Your child is crying and refusing to get up and get in the car. You can’t make the family late, so you eventually get your child to calm down and reluctantly get in the car.
- Does not want to participate in the conversation
- Is complaining that the music is too loud
- Won’t interact with their siblings
Give your child some time to settle down and get acclimated to the plan for the trip. They might be overwhelmed with changes and it can feel like a lot to process. They might not have the ability to act the way you want them to right now.
It might be hard for them to act like they are having fun with the family when there is so much going on in their mind and around them.
Give your child:
- A pair of earplugs
- A blanket
- A book
Let them sit in the back row of the car or maybe upfront away from the other children.
Give them time to retreat into their book, find comfort under their blanket, or enjoy the quiet while they process everything around them. Hopefully, your child’s sensory meltdown will pass, and they can join back in with the family soon.
Understanding Their Triggers Going Forward
Develop a strategy to understand what types of things trigger your child’s sensory meltdowns. When possible, eliminate or reduce their exposure to these types of events. When it’s not possible or not appropriate to remove your child from these situations, understand what’s triggering their sensory overload.
Once you understand what is triggering them, you can try to be prepared if your child experienced a sensory meltdown in the future and give them some skills and tools to work through it.
- Look for patterns. Does your child have a sensory meltdown before the first day of school every year?
- Ask your child how they feel and what is bothering them. They might not always know. Sometimes, they will be able to tell you what the source of their sensory overload is.
- Are they sensitive to light, sound, people, food, smells?
- Keep a log when your child does have a sensory meltdown. Include notes about their behavior, their surroundings and the strategies you tried to calm them down. Track if those strategies were successful to get a better sense of what works for your child.

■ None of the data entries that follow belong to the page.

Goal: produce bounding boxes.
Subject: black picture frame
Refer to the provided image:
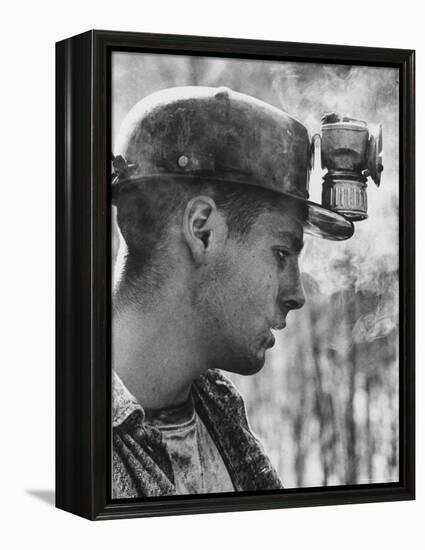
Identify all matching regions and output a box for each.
[56,31,415,520]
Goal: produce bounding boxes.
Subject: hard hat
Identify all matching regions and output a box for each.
[112,86,354,240]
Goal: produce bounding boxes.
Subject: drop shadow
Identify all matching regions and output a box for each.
[25,489,55,506]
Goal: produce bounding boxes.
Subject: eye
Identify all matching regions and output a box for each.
[274,248,289,264]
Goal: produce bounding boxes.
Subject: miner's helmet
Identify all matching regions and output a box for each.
[112,86,354,240]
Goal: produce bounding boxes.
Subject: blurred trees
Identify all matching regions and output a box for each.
[232,248,399,487]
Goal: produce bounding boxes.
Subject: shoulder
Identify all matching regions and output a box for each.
[195,369,247,424]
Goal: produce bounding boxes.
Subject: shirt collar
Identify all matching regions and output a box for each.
[112,371,145,428]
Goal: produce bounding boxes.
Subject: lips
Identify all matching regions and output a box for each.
[266,333,276,349]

- Help your child prepare before an event if you think they might be triggered. Help them to understand what type of environment they can expect. You don’t need to assume they are going to be triggered. They might pick up on that and feel distressed. Help them to understand what they are getting into so they can mentally prepare.
Quick Tips to Be Prepared for a Sensory Meltdown
- Track the solutions that have worked in the past. For instance, does your child respond well when given a book or a blanket? If so, try to keep them on hand.
- Create a retreat for them at home. It could be their bed, a fort, a quiet corner in the backyard. Give them a special place they can go that is quiet and calm.
- Work through the meltdown with your child even if it is tough. It can be tempting to give in to demands. Stick to the rules but be calm and supportive.
Some other tools to calm a sensory meltdown are:
- Oral sensory tools
- Headphones or earplugs
- Blankets, jackets, or hoods – something cozy they can use as a shield
- Hobbies like coloring
Once your child has calmed down, you might need to be flexible with your plan. Is there anything you can change today to avoid encountering that same trigger again? Be careful to keep the environment calm post-meltdown.
- Leave the place that triggered your child (if possible)
- Find a new way to approach that situation in the future
- Talk with your child about what happened
- Don’t scold them (they probably already feel bad)
- Ask them questions about what happened to help them understand
While you can’t remove all stressors and triggers in your child’s life, you can give them tools to help cope with sensory overload in the moment and teach them how to prepare for situations in the future. Keep in mind, the issue if your child’s reaction to their environment, not their behaviour. Do the work to understand the environment and your child and you should have some helpful strategies going forward.